[erlang-questions] Leex And Character Encodings

Mon Aug 23 00:41:11 CEST 2010

On Aug 21, 2010, at 8:37 PM, Gordon Guthrie wrote:
> The problem comes when I put spaces in the white space:
> =  1 +     2                  "=Â  1 +Â Â Â Â  2"                  =  1 +
>  2                #ERROR!
> 
> The expression round trips fine but (unlike the previous examples) the
> server-side expression returns an error for the value because the expression
> doesn't match any valid syntax.
> 
> Tabs are expanded to white spaces so the only problem (I think) is with
> multiple white spaces - which is why I think just adding a lexical token to
> make Â the same as 2 spaces would work.
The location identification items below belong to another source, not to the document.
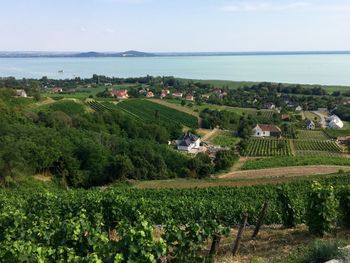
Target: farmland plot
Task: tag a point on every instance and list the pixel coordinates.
(268, 147)
(312, 135)
(316, 147)
(150, 111)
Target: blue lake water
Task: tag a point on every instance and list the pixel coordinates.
(309, 69)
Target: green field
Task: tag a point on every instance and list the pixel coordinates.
(294, 161)
(237, 110)
(268, 147)
(237, 84)
(225, 139)
(310, 146)
(312, 135)
(150, 111)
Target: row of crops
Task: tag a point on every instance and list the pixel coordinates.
(150, 111)
(116, 225)
(312, 135)
(97, 106)
(316, 145)
(268, 147)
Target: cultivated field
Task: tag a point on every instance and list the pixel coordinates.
(150, 111)
(312, 135)
(268, 147)
(310, 146)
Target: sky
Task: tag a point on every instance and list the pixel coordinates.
(174, 26)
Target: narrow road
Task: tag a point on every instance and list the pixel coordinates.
(285, 172)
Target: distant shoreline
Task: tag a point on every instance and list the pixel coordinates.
(129, 54)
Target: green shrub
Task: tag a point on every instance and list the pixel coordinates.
(344, 202)
(322, 209)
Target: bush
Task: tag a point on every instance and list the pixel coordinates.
(344, 202)
(289, 214)
(322, 209)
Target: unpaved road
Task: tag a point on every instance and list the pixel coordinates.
(285, 172)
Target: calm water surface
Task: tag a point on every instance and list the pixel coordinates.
(310, 69)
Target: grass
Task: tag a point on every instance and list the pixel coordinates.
(237, 84)
(294, 161)
(312, 116)
(69, 107)
(268, 147)
(312, 135)
(237, 110)
(334, 133)
(225, 139)
(150, 111)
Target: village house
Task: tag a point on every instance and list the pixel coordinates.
(120, 94)
(334, 122)
(149, 94)
(298, 108)
(267, 130)
(21, 93)
(310, 125)
(177, 94)
(285, 117)
(190, 98)
(343, 139)
(188, 142)
(270, 106)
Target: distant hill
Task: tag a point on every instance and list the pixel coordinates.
(133, 53)
(130, 53)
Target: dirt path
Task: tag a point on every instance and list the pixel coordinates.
(285, 172)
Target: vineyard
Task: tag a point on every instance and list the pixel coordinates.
(117, 224)
(312, 135)
(150, 111)
(316, 146)
(268, 147)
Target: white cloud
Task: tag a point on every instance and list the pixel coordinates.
(109, 30)
(265, 6)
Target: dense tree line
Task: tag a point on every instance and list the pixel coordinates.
(89, 149)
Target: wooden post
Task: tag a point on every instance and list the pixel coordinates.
(214, 247)
(239, 234)
(260, 220)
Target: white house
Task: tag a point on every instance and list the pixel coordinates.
(21, 93)
(310, 125)
(298, 108)
(188, 142)
(334, 122)
(266, 130)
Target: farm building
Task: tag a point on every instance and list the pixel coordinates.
(120, 94)
(21, 93)
(344, 139)
(57, 90)
(188, 142)
(334, 122)
(190, 98)
(310, 125)
(299, 108)
(150, 94)
(267, 130)
(270, 106)
(285, 117)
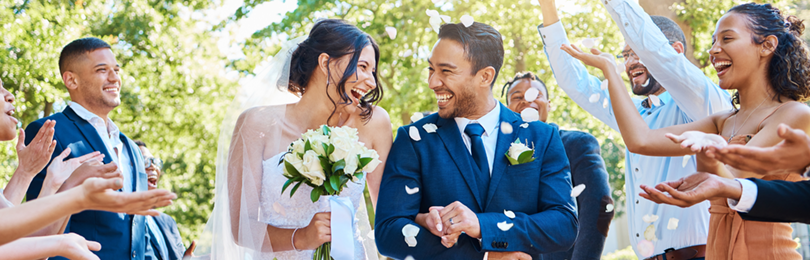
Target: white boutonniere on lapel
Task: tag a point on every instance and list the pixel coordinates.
(519, 153)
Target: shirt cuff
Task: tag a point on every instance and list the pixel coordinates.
(747, 198)
(553, 34)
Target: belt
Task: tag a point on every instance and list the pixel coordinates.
(681, 254)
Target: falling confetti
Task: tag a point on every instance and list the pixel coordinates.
(416, 117)
(649, 218)
(530, 114)
(430, 128)
(577, 190)
(594, 98)
(655, 100)
(411, 191)
(467, 20)
(531, 94)
(392, 32)
(649, 233)
(414, 133)
(506, 128)
(505, 226)
(645, 248)
(509, 213)
(672, 224)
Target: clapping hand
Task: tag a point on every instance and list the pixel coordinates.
(698, 141)
(33, 157)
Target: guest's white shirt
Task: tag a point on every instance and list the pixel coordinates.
(110, 135)
(490, 122)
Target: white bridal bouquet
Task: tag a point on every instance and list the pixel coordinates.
(326, 159)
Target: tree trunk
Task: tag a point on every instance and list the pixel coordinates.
(664, 8)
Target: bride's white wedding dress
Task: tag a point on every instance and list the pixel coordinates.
(281, 211)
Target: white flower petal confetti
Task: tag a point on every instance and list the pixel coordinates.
(577, 190)
(685, 160)
(411, 191)
(655, 100)
(411, 241)
(279, 209)
(506, 128)
(594, 98)
(673, 224)
(505, 226)
(531, 94)
(410, 230)
(509, 213)
(445, 18)
(467, 20)
(414, 133)
(416, 117)
(530, 114)
(430, 128)
(392, 32)
(649, 218)
(645, 248)
(649, 233)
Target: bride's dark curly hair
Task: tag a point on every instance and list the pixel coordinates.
(789, 69)
(336, 38)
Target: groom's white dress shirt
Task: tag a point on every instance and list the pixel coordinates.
(110, 135)
(490, 122)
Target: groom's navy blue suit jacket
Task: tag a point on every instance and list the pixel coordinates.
(121, 236)
(539, 192)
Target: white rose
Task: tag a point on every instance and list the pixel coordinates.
(313, 169)
(516, 149)
(296, 162)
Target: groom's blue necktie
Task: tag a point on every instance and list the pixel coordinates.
(479, 152)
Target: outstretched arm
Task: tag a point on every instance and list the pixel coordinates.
(638, 137)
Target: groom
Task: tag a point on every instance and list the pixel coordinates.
(449, 190)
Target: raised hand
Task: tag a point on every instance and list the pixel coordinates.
(698, 141)
(692, 189)
(318, 231)
(101, 194)
(60, 169)
(790, 155)
(33, 157)
(517, 255)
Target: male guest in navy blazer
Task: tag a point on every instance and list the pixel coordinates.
(90, 73)
(449, 190)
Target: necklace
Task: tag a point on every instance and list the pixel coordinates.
(734, 129)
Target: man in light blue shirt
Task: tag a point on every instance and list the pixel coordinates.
(678, 93)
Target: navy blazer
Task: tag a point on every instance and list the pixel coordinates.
(121, 236)
(539, 192)
(168, 227)
(780, 201)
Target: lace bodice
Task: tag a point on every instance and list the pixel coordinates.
(280, 210)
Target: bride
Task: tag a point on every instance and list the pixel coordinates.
(334, 72)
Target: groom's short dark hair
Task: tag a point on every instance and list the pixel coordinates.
(483, 44)
(77, 48)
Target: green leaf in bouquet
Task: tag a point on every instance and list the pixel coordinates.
(526, 157)
(363, 162)
(334, 181)
(339, 165)
(316, 194)
(295, 188)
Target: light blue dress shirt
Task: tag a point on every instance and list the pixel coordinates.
(690, 96)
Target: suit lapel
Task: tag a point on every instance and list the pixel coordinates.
(89, 132)
(451, 137)
(499, 160)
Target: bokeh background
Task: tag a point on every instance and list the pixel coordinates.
(182, 62)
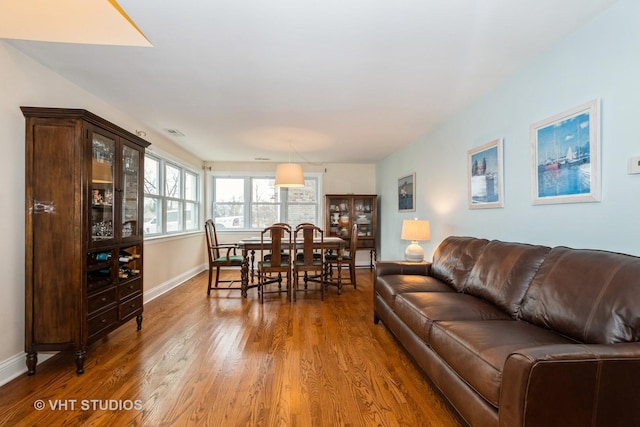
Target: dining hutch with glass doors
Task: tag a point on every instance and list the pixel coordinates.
(343, 210)
(83, 230)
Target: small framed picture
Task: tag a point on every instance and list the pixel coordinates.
(565, 157)
(485, 178)
(406, 193)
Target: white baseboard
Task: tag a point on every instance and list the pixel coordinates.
(165, 287)
(15, 366)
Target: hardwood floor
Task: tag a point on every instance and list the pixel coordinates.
(228, 361)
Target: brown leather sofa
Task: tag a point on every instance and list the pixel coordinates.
(521, 335)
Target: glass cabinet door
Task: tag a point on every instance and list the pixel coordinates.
(363, 216)
(130, 192)
(340, 212)
(102, 187)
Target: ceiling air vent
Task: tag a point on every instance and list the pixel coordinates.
(174, 132)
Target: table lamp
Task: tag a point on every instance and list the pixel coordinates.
(415, 230)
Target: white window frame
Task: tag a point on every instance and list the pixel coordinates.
(163, 200)
(248, 202)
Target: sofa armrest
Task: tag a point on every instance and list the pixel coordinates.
(571, 384)
(384, 268)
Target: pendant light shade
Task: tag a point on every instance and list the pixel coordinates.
(289, 175)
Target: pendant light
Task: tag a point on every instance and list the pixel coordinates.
(289, 174)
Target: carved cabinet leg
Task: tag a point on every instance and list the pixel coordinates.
(32, 361)
(80, 357)
(139, 321)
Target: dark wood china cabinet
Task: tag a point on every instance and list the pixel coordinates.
(83, 230)
(344, 210)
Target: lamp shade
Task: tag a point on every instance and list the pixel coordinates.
(289, 175)
(415, 230)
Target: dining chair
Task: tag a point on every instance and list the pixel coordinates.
(220, 255)
(347, 259)
(275, 241)
(309, 260)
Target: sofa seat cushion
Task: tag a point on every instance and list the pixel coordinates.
(477, 349)
(503, 273)
(389, 286)
(418, 310)
(589, 295)
(454, 258)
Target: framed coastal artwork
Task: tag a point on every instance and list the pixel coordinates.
(565, 157)
(406, 193)
(484, 176)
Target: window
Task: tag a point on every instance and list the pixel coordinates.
(252, 202)
(171, 197)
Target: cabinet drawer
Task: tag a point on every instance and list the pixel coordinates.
(129, 288)
(103, 320)
(130, 307)
(102, 300)
(366, 243)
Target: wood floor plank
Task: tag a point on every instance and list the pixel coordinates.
(225, 360)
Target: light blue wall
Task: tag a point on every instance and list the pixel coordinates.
(601, 60)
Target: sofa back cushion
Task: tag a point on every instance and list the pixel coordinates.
(591, 296)
(454, 258)
(504, 272)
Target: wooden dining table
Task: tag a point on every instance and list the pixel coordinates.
(250, 245)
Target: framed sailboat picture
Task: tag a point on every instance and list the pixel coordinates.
(565, 157)
(484, 170)
(406, 193)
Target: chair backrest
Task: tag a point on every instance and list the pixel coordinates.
(283, 224)
(305, 234)
(353, 243)
(280, 238)
(212, 240)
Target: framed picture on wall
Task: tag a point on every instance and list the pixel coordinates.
(565, 157)
(406, 193)
(485, 178)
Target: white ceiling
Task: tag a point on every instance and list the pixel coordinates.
(338, 80)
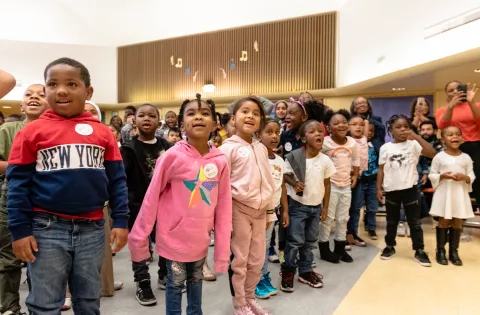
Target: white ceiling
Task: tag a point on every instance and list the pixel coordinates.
(117, 23)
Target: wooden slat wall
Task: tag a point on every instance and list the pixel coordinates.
(294, 55)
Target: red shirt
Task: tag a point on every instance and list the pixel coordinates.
(462, 118)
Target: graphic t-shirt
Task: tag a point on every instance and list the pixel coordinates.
(318, 169)
(344, 157)
(400, 164)
(277, 166)
(372, 161)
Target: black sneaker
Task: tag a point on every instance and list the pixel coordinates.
(387, 253)
(144, 293)
(372, 234)
(422, 258)
(312, 279)
(287, 281)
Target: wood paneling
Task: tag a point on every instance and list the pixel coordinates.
(293, 55)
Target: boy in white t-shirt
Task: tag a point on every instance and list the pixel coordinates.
(398, 175)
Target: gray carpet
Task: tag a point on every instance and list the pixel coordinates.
(338, 280)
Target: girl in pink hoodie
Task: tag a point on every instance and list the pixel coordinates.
(188, 196)
(252, 188)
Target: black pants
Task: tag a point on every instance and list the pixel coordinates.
(410, 200)
(473, 150)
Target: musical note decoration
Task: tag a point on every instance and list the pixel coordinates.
(244, 56)
(179, 63)
(224, 73)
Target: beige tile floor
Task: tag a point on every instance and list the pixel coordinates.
(401, 286)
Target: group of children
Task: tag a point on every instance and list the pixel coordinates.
(305, 170)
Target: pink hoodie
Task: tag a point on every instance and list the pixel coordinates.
(252, 181)
(187, 196)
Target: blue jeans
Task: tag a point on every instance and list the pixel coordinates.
(364, 192)
(301, 235)
(178, 273)
(68, 250)
(268, 239)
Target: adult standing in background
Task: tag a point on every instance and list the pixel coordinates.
(420, 112)
(463, 112)
(363, 107)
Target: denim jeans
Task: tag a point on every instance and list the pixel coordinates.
(409, 198)
(68, 250)
(178, 273)
(140, 269)
(301, 235)
(268, 238)
(364, 192)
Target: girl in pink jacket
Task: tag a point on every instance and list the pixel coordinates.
(252, 192)
(188, 196)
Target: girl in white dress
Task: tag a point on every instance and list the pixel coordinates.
(452, 177)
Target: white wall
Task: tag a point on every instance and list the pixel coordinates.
(393, 29)
(116, 23)
(26, 61)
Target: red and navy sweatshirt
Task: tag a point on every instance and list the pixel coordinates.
(64, 166)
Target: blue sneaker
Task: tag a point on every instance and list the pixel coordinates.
(267, 281)
(261, 291)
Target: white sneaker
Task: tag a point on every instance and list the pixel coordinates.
(401, 229)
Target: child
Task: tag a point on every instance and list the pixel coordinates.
(452, 177)
(228, 125)
(174, 135)
(7, 83)
(368, 182)
(270, 135)
(397, 173)
(343, 152)
(189, 195)
(252, 190)
(296, 116)
(33, 105)
(59, 179)
(359, 128)
(308, 171)
(139, 157)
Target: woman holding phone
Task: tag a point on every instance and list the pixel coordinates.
(463, 112)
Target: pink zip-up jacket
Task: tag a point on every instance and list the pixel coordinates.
(188, 196)
(252, 181)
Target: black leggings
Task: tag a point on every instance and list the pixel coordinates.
(473, 150)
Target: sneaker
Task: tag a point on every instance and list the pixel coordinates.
(372, 234)
(287, 281)
(401, 229)
(261, 291)
(118, 285)
(144, 293)
(66, 305)
(387, 253)
(162, 283)
(422, 258)
(268, 283)
(312, 279)
(243, 310)
(208, 275)
(256, 308)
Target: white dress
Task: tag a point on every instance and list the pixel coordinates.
(451, 199)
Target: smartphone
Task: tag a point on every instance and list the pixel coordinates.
(463, 89)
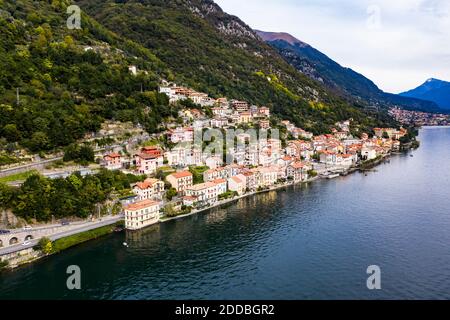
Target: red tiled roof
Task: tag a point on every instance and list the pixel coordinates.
(141, 205)
(181, 174)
It's not clear to me what precisely is mangling the spaces.
What _is_ clear is that "Â " is precisely what you see when
the Latin-1 No-Break-Space is first converted to UTF-8 and
then displayed by something expecting Latin-1.

1.  How do no-break-space   characters turn up?
2.  What is it that is rendering them as if they were encoded
    in Latin-1 rather than UTF-8?
3.  In any case, if you are going to hack it, you should make
    the 16#C2,16#20 sequence equivalent to ONE space, not two.